I'm in Manchester and your interpretation is 100% correct. Although... I did grow up in Hythe.
I guess highlanders just starve?
They eat as and when they catch something, with their bare teeth.
Who wants to live forever?
There can be only one, and he doesn't call it anything.
It's a kind of magic
They asked multiple people but couldn't understand a word they were saying
No wonder Orkney and Shetland have left altogether. Maybe they moved back in with Norway
As a sometimes highlander: dinner far more common, but tea is the same thing
In Northern Scotland, they just don't eat.
I'm so far north i'm not even on the map. We mostly eat fish and wind for our 'tea'.
I'm from the North but I tend to use dinner for the evening meal, rather than tea.
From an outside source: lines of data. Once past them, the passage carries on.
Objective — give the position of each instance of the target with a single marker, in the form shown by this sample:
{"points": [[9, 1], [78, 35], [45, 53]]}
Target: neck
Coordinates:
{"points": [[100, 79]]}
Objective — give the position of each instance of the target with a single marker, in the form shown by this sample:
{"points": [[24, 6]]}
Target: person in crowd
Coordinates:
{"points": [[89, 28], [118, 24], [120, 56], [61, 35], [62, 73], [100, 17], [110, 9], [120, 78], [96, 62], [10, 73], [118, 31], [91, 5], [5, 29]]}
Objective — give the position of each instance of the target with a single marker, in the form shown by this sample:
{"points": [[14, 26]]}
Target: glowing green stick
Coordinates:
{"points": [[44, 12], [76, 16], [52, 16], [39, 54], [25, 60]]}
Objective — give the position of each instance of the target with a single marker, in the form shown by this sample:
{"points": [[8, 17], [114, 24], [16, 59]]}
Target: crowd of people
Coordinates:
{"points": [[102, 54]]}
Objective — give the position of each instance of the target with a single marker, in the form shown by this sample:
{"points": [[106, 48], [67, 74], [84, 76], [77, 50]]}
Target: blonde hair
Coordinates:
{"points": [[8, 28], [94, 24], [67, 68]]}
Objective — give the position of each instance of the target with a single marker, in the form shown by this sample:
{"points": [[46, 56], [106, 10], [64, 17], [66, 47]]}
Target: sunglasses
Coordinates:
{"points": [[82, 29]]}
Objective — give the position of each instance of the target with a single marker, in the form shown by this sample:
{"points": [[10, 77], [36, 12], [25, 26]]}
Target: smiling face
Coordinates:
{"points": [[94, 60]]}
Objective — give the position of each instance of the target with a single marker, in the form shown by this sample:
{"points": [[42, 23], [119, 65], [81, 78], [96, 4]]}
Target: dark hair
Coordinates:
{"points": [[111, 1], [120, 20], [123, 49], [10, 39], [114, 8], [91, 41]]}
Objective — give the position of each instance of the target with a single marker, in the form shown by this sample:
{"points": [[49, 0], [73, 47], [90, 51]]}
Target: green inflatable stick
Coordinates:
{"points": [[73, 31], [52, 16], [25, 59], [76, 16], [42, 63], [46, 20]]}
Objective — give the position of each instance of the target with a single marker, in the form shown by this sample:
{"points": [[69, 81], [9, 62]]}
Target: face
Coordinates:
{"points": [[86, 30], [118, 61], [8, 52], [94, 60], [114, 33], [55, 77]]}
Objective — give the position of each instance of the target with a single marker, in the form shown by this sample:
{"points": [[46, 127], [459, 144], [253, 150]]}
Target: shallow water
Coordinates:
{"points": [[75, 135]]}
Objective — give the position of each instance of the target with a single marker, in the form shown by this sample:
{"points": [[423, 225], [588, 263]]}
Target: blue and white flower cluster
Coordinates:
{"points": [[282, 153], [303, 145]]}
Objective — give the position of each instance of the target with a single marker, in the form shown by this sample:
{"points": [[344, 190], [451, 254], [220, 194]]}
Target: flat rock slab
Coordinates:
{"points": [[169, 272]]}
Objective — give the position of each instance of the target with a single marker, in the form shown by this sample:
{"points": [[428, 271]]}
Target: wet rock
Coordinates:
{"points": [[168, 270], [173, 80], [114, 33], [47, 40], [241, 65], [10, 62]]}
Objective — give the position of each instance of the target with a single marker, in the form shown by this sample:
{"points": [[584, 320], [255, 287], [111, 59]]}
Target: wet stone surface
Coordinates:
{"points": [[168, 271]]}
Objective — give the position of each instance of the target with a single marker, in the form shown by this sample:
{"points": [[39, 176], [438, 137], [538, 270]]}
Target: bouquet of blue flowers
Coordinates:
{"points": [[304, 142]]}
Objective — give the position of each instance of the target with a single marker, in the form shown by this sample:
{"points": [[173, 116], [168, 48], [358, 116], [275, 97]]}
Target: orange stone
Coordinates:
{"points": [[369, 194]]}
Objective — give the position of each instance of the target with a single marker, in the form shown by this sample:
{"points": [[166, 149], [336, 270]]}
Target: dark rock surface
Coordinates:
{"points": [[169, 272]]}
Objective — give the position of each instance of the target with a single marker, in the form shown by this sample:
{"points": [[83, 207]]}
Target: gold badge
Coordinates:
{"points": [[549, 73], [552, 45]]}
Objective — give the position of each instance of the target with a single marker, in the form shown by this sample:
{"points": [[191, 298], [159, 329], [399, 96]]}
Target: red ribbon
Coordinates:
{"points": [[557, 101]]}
Dinner in my mind is the "big" meal of the day.
In industrial towns you’d have dinner at lunchtime and a smaller tea after, but obviously everybody with office jobs now is getting back after six and eating when they gather the energy to do so.
Yes. These all have different meanings to me.
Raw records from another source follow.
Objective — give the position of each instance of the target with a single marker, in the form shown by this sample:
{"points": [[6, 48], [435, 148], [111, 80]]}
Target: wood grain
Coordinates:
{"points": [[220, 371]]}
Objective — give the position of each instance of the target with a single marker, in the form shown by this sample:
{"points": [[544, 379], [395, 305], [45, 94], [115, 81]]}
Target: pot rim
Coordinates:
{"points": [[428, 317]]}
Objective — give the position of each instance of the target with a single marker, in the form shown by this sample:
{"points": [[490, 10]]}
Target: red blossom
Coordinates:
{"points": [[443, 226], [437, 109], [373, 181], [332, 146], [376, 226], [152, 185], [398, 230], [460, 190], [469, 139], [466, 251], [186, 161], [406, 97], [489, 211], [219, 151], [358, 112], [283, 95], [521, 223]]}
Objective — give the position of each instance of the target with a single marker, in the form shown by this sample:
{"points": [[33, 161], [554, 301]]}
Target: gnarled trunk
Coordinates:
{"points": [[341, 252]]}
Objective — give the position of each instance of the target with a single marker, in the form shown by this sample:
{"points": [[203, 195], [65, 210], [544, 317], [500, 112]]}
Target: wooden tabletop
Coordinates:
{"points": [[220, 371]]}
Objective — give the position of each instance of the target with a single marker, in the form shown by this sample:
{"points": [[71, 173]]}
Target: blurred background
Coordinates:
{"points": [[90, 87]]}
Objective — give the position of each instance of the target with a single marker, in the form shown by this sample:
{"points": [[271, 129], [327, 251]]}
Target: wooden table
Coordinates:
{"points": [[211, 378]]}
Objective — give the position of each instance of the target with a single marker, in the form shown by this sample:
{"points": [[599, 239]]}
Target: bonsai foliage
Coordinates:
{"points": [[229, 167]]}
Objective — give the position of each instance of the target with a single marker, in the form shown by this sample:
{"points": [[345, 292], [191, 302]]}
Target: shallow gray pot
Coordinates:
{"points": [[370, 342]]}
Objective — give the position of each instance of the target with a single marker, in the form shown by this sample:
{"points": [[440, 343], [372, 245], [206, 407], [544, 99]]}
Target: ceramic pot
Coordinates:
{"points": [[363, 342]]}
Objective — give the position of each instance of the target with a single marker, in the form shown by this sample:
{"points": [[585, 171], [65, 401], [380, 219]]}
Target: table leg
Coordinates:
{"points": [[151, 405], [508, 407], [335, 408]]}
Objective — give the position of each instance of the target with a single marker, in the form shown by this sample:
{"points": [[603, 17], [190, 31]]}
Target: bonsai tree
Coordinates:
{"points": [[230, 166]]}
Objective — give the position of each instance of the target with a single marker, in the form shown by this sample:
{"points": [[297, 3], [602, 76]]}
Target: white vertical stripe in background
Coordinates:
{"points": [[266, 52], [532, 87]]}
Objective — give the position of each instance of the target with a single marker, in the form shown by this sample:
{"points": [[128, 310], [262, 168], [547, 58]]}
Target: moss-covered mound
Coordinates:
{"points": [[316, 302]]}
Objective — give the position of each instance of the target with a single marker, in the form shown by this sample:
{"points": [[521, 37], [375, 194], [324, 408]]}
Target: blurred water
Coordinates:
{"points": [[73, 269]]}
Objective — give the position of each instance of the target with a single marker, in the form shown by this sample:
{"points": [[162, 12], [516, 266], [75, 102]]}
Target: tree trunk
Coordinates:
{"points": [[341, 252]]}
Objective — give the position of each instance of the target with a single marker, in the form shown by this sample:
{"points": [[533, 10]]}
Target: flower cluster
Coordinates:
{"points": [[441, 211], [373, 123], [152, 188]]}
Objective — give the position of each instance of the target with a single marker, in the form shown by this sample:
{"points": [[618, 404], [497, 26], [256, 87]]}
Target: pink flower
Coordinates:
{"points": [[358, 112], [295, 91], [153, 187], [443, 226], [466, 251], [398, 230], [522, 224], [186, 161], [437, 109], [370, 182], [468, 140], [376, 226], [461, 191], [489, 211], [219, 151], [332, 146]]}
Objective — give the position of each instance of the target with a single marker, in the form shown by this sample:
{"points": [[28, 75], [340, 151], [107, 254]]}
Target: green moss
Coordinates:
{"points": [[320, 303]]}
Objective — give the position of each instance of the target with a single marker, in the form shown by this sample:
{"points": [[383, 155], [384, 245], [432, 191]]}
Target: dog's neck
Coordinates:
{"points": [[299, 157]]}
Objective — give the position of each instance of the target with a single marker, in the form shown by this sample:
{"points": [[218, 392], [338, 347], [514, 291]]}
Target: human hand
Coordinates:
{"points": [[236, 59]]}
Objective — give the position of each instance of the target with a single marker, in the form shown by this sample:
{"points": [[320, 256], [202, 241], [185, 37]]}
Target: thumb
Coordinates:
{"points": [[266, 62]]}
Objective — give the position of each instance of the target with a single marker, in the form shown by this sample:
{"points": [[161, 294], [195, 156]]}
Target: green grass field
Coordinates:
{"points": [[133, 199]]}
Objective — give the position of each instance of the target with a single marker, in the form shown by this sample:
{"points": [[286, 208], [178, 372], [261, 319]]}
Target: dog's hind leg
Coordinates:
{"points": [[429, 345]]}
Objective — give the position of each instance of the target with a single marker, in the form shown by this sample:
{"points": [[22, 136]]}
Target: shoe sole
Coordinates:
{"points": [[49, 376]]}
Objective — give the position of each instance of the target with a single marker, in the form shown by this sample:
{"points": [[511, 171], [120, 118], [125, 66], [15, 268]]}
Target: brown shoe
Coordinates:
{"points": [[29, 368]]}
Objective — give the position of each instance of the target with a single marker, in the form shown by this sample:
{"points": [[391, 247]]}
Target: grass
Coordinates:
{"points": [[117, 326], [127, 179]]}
Supper is a meal typically served in the evening, it’s the last meal of the day, but it’s informal.
Dinner is more formal, an afternoon meal with social elements and/or formality. It can be the last meal but doesn’t have to be.
Tea is an afternoon snack, typically served with tea, hence the name. Tea might be skipped if you have an early dinner.
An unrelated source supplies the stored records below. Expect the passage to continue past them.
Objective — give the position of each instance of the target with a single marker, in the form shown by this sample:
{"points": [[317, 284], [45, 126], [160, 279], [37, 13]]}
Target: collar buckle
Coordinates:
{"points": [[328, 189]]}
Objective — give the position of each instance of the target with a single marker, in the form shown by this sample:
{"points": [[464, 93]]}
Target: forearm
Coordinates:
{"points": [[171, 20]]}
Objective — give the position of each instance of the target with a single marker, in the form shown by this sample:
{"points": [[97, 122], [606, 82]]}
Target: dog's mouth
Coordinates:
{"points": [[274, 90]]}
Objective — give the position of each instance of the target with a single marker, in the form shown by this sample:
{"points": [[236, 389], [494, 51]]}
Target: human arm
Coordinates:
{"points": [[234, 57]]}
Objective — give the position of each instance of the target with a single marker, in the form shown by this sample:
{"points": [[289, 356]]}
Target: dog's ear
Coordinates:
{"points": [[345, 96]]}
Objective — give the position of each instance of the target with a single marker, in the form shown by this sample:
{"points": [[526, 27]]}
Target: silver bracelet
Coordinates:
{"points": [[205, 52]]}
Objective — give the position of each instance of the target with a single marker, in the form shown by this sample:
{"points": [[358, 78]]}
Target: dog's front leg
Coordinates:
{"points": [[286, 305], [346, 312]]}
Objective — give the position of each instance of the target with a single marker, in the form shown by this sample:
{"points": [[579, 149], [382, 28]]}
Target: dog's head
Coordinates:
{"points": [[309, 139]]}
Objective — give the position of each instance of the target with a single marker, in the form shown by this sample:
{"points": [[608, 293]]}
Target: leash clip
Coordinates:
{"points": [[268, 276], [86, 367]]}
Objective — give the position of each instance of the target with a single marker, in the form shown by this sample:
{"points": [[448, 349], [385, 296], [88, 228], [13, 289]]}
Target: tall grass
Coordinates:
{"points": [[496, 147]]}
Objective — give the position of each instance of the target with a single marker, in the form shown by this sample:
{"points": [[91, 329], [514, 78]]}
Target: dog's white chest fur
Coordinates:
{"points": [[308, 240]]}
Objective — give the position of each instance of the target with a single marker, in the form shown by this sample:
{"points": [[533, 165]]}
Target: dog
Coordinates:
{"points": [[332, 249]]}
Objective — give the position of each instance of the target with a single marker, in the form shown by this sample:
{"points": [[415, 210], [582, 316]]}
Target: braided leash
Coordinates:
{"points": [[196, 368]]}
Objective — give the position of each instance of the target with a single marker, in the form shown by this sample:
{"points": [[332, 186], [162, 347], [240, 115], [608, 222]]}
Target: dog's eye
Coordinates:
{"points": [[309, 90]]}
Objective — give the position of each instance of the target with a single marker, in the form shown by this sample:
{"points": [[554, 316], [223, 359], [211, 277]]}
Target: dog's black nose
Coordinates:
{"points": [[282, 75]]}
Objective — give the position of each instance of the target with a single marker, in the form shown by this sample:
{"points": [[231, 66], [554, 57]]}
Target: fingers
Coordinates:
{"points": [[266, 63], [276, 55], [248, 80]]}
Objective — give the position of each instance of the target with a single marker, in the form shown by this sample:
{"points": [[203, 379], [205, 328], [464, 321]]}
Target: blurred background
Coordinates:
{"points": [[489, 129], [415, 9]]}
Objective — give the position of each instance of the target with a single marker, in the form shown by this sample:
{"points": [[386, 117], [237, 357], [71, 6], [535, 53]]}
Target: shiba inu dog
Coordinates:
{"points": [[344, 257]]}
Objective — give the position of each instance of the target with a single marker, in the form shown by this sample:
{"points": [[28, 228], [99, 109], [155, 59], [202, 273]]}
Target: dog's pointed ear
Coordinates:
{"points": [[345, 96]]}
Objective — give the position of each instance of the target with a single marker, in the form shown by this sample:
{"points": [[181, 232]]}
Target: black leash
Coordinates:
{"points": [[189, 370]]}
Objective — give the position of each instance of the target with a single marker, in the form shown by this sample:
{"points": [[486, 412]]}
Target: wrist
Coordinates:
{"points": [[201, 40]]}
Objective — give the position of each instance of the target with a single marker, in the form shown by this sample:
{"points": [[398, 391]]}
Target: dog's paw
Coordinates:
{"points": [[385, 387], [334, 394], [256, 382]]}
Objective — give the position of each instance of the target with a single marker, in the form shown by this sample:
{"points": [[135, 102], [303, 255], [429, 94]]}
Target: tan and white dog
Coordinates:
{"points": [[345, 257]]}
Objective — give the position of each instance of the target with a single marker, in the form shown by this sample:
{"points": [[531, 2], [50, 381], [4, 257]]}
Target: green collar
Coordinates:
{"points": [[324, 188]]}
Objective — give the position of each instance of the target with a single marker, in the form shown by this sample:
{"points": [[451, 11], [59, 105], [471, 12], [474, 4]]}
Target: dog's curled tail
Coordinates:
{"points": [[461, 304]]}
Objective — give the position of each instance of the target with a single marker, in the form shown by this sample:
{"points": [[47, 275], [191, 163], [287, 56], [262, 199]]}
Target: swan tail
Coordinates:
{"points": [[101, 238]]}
In primary school in the 90s, we'd call lunch dinner (dinner time, dinner money, school dinners) but if you brought your own food it was packed lunch. But at home, we'd say dinner for the evening meal.
They still do that at my kid's school, so he gets two dinners a day. Chaos reigns.
I was so confused when I first heard someone ask "what's for tea?". Uhm, tea I guess, maybe a biscuit??
Tea is a delicious hot drink, I have a little milk in mine. Breakfast is the first meal of the day after getting up. Lunch is a midday meal. Afternoon tea is a posh cup of tea, with a pot, and some snacks like scones, cakes and finger sandwiches. Dinner is an evening main meal Supper is a late evening snack.
I'm from the north west.
I’m from the middle of the midlands. This is absolutely correct.
"Dinner," tea is daft, twee and confusing. I'm from + Live in Tea heartlands though
Tea. Dinner only used for Sundays or Christmas.
Dinner is the main meal. Lunch/tea is a smaller meal.
Lunch is the main meal. Breakfast is a rushed coffee at best. Dinner is an unenthusiastic munch that takes place anytime between 4-11pm
I grew up saying 'Tea' for the evening meal but changed to 'Dinner' at university - just to fit in.
When talking with my parents though, I still say Tea.
It very much does come down I think to what was historically the main meal of the day - which makes this both a regional divide, and a class divide.
I've lived in all these regions, I just say food now. Safer that way
Followed by "psspsspsspss" to anyone within earshot
IIRC this is a class divide indicator. The fact that class maps well onto geography is just correlation.
Middle class has breakfast, lunch, and dinner.
Working class has breakfast, dinner, and tea.
Supper is an outlier and definitely more unusual. In my experience it usually indicates a smaller evening meal.
Annoyingly, lunch is dinner (dinner ladies at school) but also the evening meal is dinner if I haven’t had dinner (lunch) 😂 then it’s tea time.
Breakfast Dinner Tea Supper (optional)
My test is what you called the school staff who served your midday meal. Was it a "dinner lady" or "lunch lady"?!
The school thing is a good point. We called hot meals at school dinners, that were served by dinner ladies.
But we also had packed lunches that we ate out of lunchboxes.
Damn you and your logic!!
Do you call it Christmas Dinner or Christmas Lunch?
Dinner = posh Tea = pov Supper = aristocracy
Having moved from a tea-saying region of England to Northern Ireland, I haven't heard anyone say "tea" around here for an evening meal
Dinner is around 2pm and the biggest meal of the day. Supper is around 7 pm.
Dinner if it's hot, lunch/tea if it's cold, supper if you're in an Enid Blyton story.
This country is obviously in decline, cold tea
They tried to teach me English in school ~30 years ago. At that moment it was "dinner" for the meal near the midday and "supper" for the evening meal. Breakfast for morning.
Sounded quite logical and convenient.